Where many interpret Oaktree's bailiwick as only distressed debt, its markets are in fact much larger, as noted above. To wit: The company's raised $10 billion or more for the past seven years, has proven adept at expanding its platform, and managed to grow AUM at an 11.5% annualized rate for 10 years running. And even though Oaktree's liquidated the vast majority of its '08-09 vintage funds, it's still managed to maintain AUM and accrued incentive income (incentive income that's likely, but not yet recognized) thresholds. That gets to the larger point: AUM will wax and wane in the short-term, and profits will fluctuate with incentive income, but the long run remains bright.

Consider its core markets: The total value of U.S. commercial real estate is $11.5 trillion, high-yield debt issues totaled $812 billion in 2012, $737 billion of high-yield debt and bank facilities will mature between 2014 and 2018, and $1.3 trillion worth of commercial real estate loans will mature from 2014 to 2017. Two growth avenues stick out. Emerging market corporate bond issuance is still comparatively small, at just $300 billion last year—a market that will grow, and afford opportunities for Oaktree. With banks shedding complex credit assets, as mandated under Basel III and Dodd Frank, and European banks retrench from lending markets, Oaktree's credit expertise uniquely suits it to serve a burgeoning secular trend.

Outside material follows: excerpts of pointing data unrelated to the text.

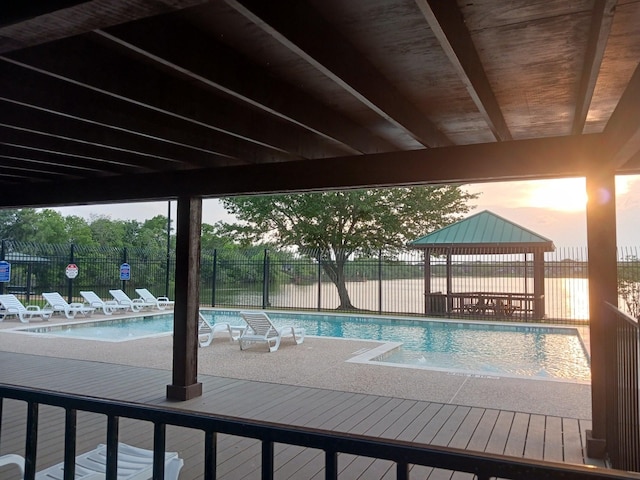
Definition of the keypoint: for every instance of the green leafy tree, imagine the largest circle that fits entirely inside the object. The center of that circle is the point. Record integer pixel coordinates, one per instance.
(341, 225)
(629, 285)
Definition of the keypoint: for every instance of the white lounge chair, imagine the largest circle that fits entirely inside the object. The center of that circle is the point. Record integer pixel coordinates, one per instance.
(107, 306)
(10, 305)
(206, 331)
(133, 464)
(59, 305)
(136, 304)
(261, 329)
(161, 302)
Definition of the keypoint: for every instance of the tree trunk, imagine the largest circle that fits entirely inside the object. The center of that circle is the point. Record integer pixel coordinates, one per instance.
(335, 272)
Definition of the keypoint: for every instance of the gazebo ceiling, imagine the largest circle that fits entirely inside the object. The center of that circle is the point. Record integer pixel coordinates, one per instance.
(114, 100)
(481, 234)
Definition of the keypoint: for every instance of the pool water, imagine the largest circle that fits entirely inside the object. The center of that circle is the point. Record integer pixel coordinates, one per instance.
(491, 349)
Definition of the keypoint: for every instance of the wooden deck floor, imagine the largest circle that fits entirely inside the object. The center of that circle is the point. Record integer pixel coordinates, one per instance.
(488, 430)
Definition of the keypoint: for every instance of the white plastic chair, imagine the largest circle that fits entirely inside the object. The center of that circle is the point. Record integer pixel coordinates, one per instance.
(206, 331)
(107, 306)
(136, 304)
(133, 464)
(10, 305)
(261, 329)
(160, 302)
(70, 310)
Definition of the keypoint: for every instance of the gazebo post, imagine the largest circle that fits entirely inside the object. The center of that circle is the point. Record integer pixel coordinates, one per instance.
(427, 281)
(185, 385)
(449, 282)
(538, 284)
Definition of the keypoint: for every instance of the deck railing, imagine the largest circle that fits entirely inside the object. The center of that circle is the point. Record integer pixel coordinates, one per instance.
(404, 454)
(623, 406)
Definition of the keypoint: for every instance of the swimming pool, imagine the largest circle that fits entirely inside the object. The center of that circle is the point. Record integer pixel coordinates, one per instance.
(518, 350)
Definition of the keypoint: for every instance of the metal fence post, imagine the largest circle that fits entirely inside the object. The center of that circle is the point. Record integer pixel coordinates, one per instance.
(2, 250)
(166, 288)
(265, 279)
(70, 280)
(213, 277)
(319, 280)
(380, 281)
(124, 260)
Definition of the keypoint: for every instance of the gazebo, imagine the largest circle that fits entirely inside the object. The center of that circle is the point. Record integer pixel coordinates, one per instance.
(484, 233)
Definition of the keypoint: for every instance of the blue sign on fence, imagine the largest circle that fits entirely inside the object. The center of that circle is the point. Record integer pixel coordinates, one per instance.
(125, 272)
(5, 271)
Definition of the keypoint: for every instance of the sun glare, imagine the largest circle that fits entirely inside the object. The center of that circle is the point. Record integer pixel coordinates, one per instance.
(569, 195)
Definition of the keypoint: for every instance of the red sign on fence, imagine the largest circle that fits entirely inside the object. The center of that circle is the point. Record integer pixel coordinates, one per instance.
(71, 271)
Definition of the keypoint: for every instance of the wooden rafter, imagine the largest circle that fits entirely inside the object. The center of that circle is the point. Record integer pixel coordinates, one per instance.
(447, 24)
(622, 133)
(516, 160)
(238, 79)
(303, 31)
(601, 21)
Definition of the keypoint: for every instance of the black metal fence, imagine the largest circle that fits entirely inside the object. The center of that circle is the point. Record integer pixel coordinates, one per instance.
(259, 278)
(404, 454)
(623, 405)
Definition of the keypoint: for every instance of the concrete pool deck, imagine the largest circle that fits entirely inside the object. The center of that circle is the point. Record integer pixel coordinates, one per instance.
(318, 362)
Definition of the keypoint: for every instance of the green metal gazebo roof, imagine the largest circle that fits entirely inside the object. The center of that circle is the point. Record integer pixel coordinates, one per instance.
(484, 232)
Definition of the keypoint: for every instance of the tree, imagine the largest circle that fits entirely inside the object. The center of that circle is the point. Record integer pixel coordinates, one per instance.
(629, 284)
(339, 225)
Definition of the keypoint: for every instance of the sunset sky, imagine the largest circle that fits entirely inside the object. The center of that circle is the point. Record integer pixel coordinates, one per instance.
(552, 208)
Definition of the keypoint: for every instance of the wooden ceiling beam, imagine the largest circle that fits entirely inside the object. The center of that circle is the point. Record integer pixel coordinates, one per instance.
(302, 30)
(101, 63)
(199, 147)
(622, 133)
(601, 21)
(107, 160)
(446, 23)
(33, 23)
(46, 127)
(199, 57)
(555, 157)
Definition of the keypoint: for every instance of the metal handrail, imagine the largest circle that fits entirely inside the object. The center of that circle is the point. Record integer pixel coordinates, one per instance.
(403, 453)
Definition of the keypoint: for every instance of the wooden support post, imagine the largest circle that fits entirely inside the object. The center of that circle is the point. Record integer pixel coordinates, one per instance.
(427, 281)
(603, 287)
(538, 284)
(185, 325)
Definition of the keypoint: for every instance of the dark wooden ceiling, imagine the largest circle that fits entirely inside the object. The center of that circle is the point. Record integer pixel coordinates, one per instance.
(120, 100)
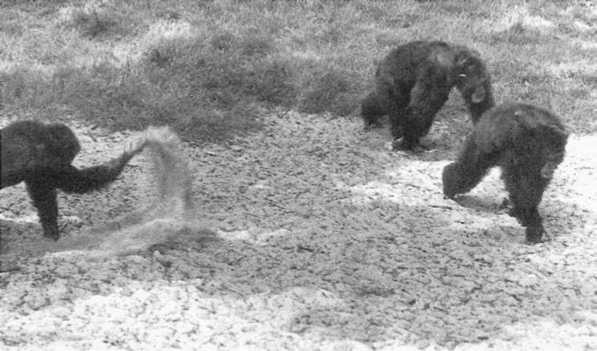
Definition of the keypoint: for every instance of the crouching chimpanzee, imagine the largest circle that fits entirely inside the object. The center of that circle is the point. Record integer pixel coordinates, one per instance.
(528, 143)
(41, 155)
(414, 81)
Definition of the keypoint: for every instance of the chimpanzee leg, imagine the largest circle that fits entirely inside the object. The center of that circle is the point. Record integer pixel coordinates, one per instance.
(371, 111)
(395, 101)
(426, 99)
(468, 170)
(44, 199)
(526, 190)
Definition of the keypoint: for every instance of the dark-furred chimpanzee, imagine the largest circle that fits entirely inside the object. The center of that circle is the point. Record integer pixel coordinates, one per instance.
(41, 155)
(528, 143)
(414, 81)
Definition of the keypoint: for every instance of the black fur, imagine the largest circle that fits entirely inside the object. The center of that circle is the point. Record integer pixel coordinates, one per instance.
(414, 81)
(528, 143)
(41, 156)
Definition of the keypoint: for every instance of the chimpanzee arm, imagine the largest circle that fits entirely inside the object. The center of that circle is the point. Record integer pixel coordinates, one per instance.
(73, 180)
(427, 96)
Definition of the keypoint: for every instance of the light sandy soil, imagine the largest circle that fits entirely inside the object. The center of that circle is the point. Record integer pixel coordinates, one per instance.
(324, 240)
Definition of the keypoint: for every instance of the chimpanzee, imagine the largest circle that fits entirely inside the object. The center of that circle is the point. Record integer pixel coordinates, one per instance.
(528, 143)
(414, 81)
(41, 155)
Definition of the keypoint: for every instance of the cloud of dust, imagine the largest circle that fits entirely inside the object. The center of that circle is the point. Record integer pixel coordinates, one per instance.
(170, 214)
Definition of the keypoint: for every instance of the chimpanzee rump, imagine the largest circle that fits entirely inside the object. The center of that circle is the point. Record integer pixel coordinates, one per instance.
(414, 81)
(41, 156)
(528, 143)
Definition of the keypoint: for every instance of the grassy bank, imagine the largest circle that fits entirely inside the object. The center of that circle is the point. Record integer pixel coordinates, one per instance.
(211, 68)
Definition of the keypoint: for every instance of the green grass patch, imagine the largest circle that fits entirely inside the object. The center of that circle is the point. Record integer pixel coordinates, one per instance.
(211, 69)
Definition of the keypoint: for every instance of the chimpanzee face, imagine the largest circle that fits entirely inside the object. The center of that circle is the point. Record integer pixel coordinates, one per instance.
(473, 80)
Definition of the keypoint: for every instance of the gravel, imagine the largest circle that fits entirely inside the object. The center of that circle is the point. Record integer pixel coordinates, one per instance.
(309, 235)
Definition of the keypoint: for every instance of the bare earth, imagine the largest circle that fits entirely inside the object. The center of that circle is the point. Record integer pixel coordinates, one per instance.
(324, 240)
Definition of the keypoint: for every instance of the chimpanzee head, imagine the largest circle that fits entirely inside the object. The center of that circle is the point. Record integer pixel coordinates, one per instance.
(62, 141)
(473, 82)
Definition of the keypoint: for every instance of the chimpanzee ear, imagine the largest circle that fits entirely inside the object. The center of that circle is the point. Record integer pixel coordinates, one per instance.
(478, 95)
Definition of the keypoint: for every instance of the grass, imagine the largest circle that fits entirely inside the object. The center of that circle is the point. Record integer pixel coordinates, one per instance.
(211, 69)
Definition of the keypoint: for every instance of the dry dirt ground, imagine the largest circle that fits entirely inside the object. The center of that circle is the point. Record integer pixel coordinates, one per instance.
(317, 237)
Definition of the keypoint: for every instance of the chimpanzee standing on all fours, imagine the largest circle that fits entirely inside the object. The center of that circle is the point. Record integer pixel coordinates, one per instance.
(414, 81)
(41, 155)
(527, 143)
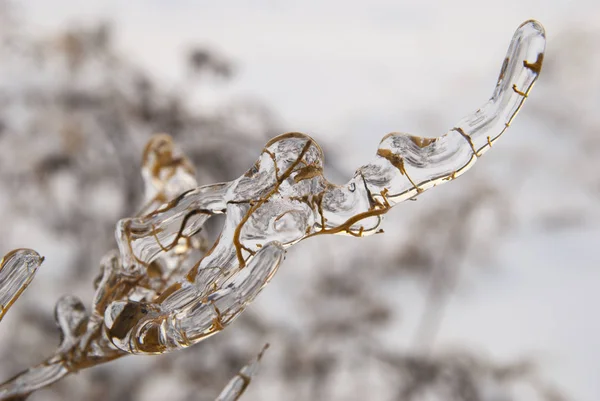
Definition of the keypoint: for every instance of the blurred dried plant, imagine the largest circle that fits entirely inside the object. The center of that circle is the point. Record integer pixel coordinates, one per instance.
(114, 100)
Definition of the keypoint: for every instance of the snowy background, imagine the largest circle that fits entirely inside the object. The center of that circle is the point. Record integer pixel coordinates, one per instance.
(526, 284)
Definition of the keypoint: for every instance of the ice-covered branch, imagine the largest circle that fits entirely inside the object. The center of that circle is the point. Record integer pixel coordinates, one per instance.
(17, 269)
(164, 290)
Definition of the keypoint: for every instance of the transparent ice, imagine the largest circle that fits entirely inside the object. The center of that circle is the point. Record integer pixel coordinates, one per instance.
(164, 289)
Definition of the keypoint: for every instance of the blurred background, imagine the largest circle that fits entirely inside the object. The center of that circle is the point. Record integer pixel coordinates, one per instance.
(486, 289)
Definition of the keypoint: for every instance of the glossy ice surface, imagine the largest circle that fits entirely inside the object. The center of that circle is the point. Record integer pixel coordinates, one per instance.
(165, 289)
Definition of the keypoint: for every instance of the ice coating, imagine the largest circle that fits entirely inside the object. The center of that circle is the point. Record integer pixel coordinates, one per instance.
(283, 199)
(165, 290)
(238, 385)
(17, 269)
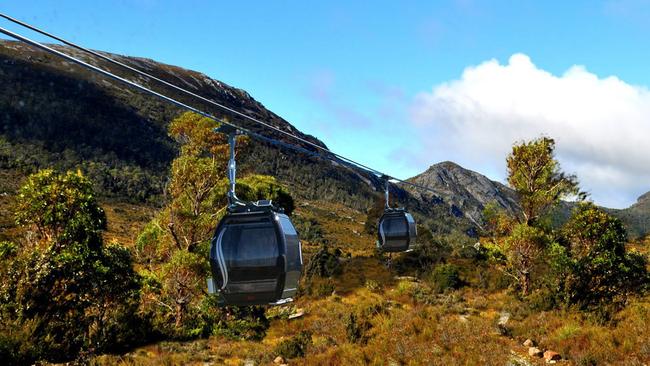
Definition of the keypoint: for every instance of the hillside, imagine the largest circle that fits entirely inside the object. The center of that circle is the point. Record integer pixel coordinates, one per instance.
(56, 114)
(636, 217)
(444, 303)
(465, 190)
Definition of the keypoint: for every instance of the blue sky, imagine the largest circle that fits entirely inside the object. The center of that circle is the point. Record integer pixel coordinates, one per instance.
(362, 75)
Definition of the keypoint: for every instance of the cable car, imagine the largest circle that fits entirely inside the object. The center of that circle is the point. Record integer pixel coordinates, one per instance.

That's a long way of saying that, with $83 billion under management, Oaktree might just be scratching the surface.

What's it worth?

By my math, the market's priced shares for the following outcome: That AUM will decline to 2007 thresholds—a period of great complacency as viewed against market history, and little opportunity for managers of Oaktree's orientation—and scarcely recover, and fund returns will slip to 11% annualized. For context, its closed-end funds have produced 19.9% annualized returns, as of last year end. As investors fret over Oaktree's secondary offering, a little perspective again helps: Oaktree's principals still own a lot of stock. For the reasons above, I don't think Oaktree's market potential is tapped, and certainly, the long-term opportunity set exceeds 2007's offerings.

Don't get me wrong: AUM might decline in coming years. Go-go markets don't breed value investments. For that reason, I've modeled a 20%-25% decline to AUM in coming years, as Oaktree raises smaller funds in response to the market environment. But given a longer-view, I expect that Oaktree will grow AUM at a 4% clip as Oaktree expands its markets, compound 13% annualized returns as the firm, and continue to expand its platform. Coupled to its balance sheet assets—the firm's investments in its own funds (and future income), accrued incentives, its investment in DoubleLine, and net cash—which I value at $28, I peg the shares' worth at $70.

That's why I'm happy to let the market fret over Oaktree's short-term. I'll own it for the long-term.